TextCNN achieves an optimal balance between performance and efficiency. With a model size of approximately 0.84 MB, a single-sample inference time of 1.86 ms, and a 1,000-sample processing time of 1.82 seconds, it significantly outperforms pre-trained models in efficiency while maintaining substantially higher classification accuracy than traditional machine learning methods. These characteristics enable TextCNN to be deployed in real-time across various public security hardware environments, making it the most suitable candidate for practical law enforcement applications.
As indicated by the aforementioned results, in short-text classification tasks such as slang detection, TextCNN demonstrates superior recognition performance alongside significant advantages in inference efficiency and deployment costs compared to BERT-Base-Chinese, Chinese-RoBERTa-wwm-ext, SVM, and Naive Bayes. These discrepancies primarily arise from differences in model architectural characteristics, data dependency, and task alignment.

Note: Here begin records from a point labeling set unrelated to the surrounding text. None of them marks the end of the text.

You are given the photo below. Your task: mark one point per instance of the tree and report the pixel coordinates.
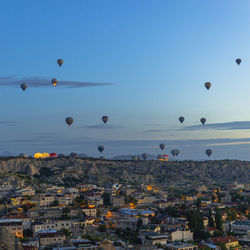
(106, 199)
(139, 224)
(55, 203)
(196, 225)
(218, 220)
(198, 203)
(102, 228)
(66, 232)
(210, 218)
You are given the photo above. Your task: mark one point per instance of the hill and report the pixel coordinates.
(68, 170)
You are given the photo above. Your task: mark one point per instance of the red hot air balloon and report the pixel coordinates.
(53, 155)
(105, 119)
(69, 121)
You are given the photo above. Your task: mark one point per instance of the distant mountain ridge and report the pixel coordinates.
(90, 170)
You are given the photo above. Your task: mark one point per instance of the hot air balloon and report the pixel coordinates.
(100, 148)
(53, 155)
(163, 157)
(177, 151)
(73, 154)
(203, 120)
(208, 85)
(144, 156)
(238, 61)
(60, 62)
(23, 155)
(54, 81)
(69, 121)
(23, 86)
(208, 152)
(181, 119)
(105, 118)
(173, 152)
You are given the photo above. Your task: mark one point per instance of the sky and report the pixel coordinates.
(143, 63)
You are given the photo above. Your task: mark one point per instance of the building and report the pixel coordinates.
(51, 238)
(117, 201)
(45, 200)
(13, 225)
(89, 211)
(228, 241)
(202, 188)
(29, 191)
(153, 239)
(52, 225)
(125, 223)
(181, 246)
(45, 213)
(178, 235)
(20, 216)
(240, 226)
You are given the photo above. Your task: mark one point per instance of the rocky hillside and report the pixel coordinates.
(67, 170)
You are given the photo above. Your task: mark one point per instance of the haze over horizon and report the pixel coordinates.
(142, 63)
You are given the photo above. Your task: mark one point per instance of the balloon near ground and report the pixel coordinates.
(163, 157)
(175, 152)
(60, 62)
(23, 86)
(208, 152)
(100, 148)
(73, 154)
(23, 155)
(69, 121)
(181, 119)
(144, 156)
(208, 85)
(203, 120)
(238, 61)
(105, 118)
(54, 81)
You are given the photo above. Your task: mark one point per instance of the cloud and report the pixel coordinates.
(237, 125)
(155, 130)
(46, 82)
(102, 126)
(8, 123)
(227, 144)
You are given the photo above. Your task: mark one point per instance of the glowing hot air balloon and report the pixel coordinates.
(69, 121)
(23, 86)
(60, 62)
(208, 85)
(54, 81)
(203, 120)
(105, 118)
(144, 156)
(208, 152)
(181, 119)
(238, 61)
(100, 148)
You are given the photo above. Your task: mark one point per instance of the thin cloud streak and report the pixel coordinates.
(37, 82)
(102, 126)
(237, 125)
(8, 123)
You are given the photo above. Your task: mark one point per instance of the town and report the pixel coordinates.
(124, 216)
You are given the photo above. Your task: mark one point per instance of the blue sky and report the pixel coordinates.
(151, 59)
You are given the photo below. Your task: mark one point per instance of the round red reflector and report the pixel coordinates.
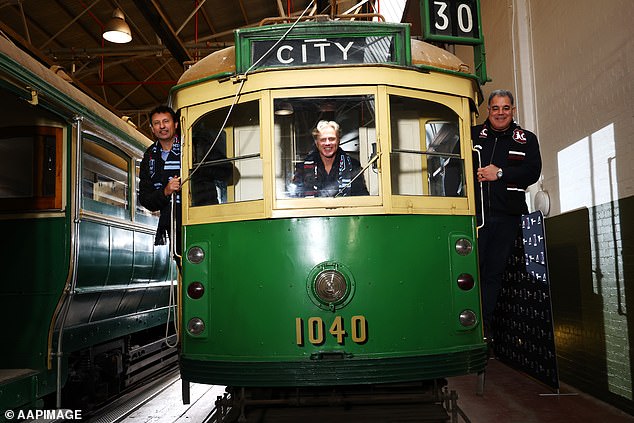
(195, 290)
(465, 281)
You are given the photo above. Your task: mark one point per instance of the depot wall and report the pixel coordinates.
(571, 67)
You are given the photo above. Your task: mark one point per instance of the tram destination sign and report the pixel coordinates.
(322, 44)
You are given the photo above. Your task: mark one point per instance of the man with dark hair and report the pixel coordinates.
(510, 161)
(160, 174)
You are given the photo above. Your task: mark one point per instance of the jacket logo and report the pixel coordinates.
(519, 136)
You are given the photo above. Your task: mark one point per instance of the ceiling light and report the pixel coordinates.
(117, 30)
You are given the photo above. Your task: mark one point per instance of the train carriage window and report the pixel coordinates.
(299, 172)
(227, 166)
(31, 168)
(425, 157)
(143, 215)
(104, 180)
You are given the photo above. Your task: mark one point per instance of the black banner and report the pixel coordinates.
(523, 330)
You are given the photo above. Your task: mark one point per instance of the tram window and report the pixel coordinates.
(143, 215)
(296, 154)
(227, 166)
(425, 157)
(104, 180)
(31, 168)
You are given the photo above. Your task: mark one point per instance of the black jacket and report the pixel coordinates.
(312, 180)
(516, 152)
(154, 175)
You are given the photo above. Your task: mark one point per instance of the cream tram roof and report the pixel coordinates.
(223, 61)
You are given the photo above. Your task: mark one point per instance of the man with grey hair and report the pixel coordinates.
(510, 161)
(328, 171)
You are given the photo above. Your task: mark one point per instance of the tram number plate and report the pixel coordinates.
(313, 330)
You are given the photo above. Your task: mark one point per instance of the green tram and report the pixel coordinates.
(85, 294)
(290, 290)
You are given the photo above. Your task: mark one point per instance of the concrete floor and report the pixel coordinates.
(512, 397)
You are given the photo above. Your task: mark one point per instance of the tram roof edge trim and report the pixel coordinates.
(222, 63)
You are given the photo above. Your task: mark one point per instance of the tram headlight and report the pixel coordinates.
(195, 255)
(463, 246)
(195, 290)
(195, 326)
(468, 318)
(465, 281)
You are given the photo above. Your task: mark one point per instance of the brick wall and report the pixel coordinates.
(591, 263)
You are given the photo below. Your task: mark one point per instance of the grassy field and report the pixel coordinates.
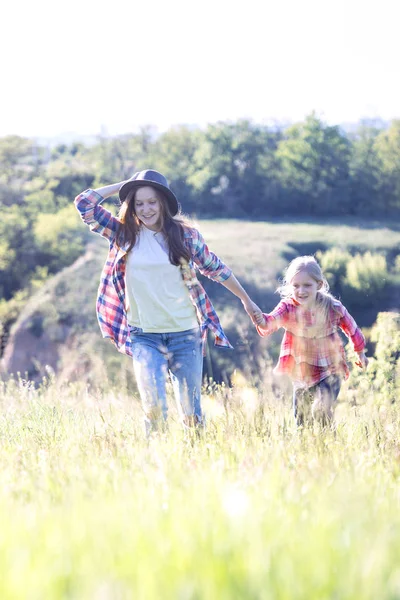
(253, 509)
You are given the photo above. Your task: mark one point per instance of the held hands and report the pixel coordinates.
(254, 312)
(363, 362)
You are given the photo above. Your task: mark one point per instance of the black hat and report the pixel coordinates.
(154, 179)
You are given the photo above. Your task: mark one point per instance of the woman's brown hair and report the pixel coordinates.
(172, 227)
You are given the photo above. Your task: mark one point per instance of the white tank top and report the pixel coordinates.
(158, 298)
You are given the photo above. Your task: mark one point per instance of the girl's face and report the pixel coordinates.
(304, 289)
(148, 207)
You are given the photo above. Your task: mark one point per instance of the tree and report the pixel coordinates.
(387, 146)
(314, 167)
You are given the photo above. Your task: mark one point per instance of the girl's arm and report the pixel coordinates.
(99, 219)
(350, 328)
(271, 322)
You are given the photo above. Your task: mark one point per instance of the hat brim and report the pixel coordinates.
(173, 203)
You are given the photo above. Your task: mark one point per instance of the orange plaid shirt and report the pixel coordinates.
(310, 350)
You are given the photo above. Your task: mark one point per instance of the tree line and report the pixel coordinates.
(240, 169)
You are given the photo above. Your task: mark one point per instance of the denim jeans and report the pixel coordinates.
(317, 402)
(159, 355)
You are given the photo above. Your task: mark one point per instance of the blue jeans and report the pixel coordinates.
(159, 355)
(317, 402)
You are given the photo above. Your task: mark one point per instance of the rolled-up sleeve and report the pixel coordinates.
(348, 325)
(98, 219)
(274, 320)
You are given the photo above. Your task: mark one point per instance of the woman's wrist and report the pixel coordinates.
(109, 190)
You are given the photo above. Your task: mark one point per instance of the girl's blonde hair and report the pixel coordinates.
(325, 300)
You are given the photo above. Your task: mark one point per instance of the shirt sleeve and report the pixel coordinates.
(99, 219)
(274, 320)
(350, 328)
(206, 261)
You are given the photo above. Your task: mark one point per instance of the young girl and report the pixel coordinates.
(312, 352)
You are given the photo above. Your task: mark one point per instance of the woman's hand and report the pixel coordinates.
(363, 362)
(254, 312)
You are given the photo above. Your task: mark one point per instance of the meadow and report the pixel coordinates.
(252, 508)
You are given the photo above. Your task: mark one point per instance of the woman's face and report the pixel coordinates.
(148, 207)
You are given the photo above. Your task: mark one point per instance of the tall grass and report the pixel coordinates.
(253, 508)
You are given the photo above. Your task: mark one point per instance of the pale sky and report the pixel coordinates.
(83, 65)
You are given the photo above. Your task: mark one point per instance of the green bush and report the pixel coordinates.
(60, 238)
(334, 265)
(367, 273)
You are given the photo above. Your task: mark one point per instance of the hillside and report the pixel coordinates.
(57, 331)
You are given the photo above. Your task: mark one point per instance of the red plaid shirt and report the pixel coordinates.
(311, 351)
(110, 306)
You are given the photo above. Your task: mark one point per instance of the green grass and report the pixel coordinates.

4.3.4. Discussion on Model Structural Characteristics

The superior performance of TextCNN in terms of identification accuracy, inference efficiency, and deployment costs—relative to BERT-Base-Chinese, Chinese-RoBERTa-wwm-ext, SVM, and Naive Bayes—stems from inherent differences in model architecture, data dependency, and task alignment.
Structural Architectural Analysis: TextCNN is based on a Convolutional Neural Network (CNN) architecture that utilizes multi-scale convolutional kernels to extract local n-gram features. This mechanism effectively captures representative keyword combinations and local patterns, which aligns perfectly with the linguistic characteristics of drug slang, such as word substitutions and fixed collocations.
Conversely, Transformer-based pre-trained models like BERT and RoBERTa [30] rely on multi-layer self-attention mechanisms to model long-range semantic relationships and global contextual dependencies. While these models excel in complex tasks like semantic reasoning and reading comprehension, such sophisticated modeling is not always critical for slang detection. In this specific task, complex semantic modeling may introduce redundant information or semantic noise, potentially weakening the model’s discriminative precision.
Data Dependency and Training Efficiency: Large-scale models like BERT and RoBERTa possess a massive number of parameters, requiring substantial annotated datasets and high-performance computational resources. When training samples are limited or when there is a significant domain discrepancy, these models are prone to overfitting or insufficient transfer learning. In contrast, TextCNN features a streamlined structure with fewer parameters. It achieves rapid convergence and efficiently learns task-specific features even under limited sample conditions, demonstrating superior training stability and data utilization.
Comparison with Traditional Models: Traditional machine learning models, such as SVM and Naive Bayes, primarily rely on manually engineered features like term frequency or TF-IDF. These methods lack the capacity to characterize nuanced contextual semantic relationships, making it difficult for them to handle the metaphorical expressions and semantic deformations prevalent in drug-related jargon.
In conclusion, TextCNN successfully balances feature extraction capability with a lightweight structural design. It achieves an optimal equilibrium between task adaptability, model complexity, and generalization performance. Consequently, in slang detection tasks dominated by local pattern recognition, TextCNN outperforms both large-scale pre-trained models and traditional shallow models. These disparities in efficiency and performance are the direct result of the specific structural characteristics and design objectives of each model.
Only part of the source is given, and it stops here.